What about the 1930’s Dust Bowl? (1932-36) When dust from the Midwest was blown all the way to Washington DC?
1. We know the 1930’s were hotter than now.
2. In 1930 13% had electricity in rural America. by 1940 33% had electricity. (Farmers made up 21% of labor force)
3. This graph shows the use of coal (by percentage) peaking in the 1920/30’s

When inspecting old buildings, there’s often some evidence that it was heated with coal at one time. Even really old buildings, originally heated with wood, may have had a central coal heating retrofit. Old wood burning fireplaces may have been blocked off and coal stoves had been piped into the old chimney flues. Some buildings still have their original coal fired boiler or furnace, but it has been converted to fuel oil or gas. In many 19th century homes, an old abandoned chimney used to serve a coal cooking range in the original kitchen. Many basements still have their coal bin….

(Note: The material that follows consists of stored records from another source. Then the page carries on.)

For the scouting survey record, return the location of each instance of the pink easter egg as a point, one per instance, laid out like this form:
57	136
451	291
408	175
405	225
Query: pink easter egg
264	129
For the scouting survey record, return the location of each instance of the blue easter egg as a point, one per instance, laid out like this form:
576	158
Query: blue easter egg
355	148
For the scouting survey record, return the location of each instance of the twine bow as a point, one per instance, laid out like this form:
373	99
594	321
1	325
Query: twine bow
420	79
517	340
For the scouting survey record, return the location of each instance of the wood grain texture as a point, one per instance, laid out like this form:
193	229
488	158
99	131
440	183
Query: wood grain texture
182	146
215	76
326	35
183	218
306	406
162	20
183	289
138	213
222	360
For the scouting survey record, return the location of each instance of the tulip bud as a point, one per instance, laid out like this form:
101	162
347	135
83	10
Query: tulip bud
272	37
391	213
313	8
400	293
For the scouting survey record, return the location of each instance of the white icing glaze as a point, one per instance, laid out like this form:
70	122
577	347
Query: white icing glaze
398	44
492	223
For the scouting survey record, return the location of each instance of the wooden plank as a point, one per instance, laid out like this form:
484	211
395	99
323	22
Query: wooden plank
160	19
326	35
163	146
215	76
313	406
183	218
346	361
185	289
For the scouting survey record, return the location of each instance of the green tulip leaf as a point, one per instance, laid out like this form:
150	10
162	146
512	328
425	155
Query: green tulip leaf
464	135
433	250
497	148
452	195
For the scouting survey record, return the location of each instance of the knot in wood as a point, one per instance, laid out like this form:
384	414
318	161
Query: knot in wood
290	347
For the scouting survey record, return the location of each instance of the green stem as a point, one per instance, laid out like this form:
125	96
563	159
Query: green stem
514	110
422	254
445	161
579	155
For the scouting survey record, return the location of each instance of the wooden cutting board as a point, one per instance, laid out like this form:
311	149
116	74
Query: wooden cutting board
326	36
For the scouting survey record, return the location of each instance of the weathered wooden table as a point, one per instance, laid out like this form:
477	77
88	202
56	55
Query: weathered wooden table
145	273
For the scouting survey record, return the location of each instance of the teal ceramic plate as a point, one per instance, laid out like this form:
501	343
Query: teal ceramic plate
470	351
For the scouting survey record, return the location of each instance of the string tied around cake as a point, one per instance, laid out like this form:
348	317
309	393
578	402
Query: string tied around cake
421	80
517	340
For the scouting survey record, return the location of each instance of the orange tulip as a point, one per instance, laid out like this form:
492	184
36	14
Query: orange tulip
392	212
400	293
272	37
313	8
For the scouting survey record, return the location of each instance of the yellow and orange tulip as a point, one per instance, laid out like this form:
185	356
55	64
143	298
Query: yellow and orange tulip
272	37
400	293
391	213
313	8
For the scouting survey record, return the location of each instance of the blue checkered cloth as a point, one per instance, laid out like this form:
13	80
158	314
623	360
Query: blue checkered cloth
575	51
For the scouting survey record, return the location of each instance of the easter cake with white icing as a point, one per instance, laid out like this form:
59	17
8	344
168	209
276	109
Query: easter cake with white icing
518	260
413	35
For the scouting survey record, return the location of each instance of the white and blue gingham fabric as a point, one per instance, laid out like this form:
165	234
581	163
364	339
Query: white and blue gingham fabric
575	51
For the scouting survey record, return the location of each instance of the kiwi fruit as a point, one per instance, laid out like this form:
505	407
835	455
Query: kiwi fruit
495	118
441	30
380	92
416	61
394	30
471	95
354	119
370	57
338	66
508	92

The second half of the 19th century and into the first quarter of the 20th saw coal as the most abundant fuel most widely used–not only for heating but for powering most industrial processes. The First World War created major shortages of coal and its use peaked right before 1920. By the mid 1930s, fuel oil burners finally became safe and reliable. By the beginning of the building boom right after the Second World War, coal for heating was seen as old technology.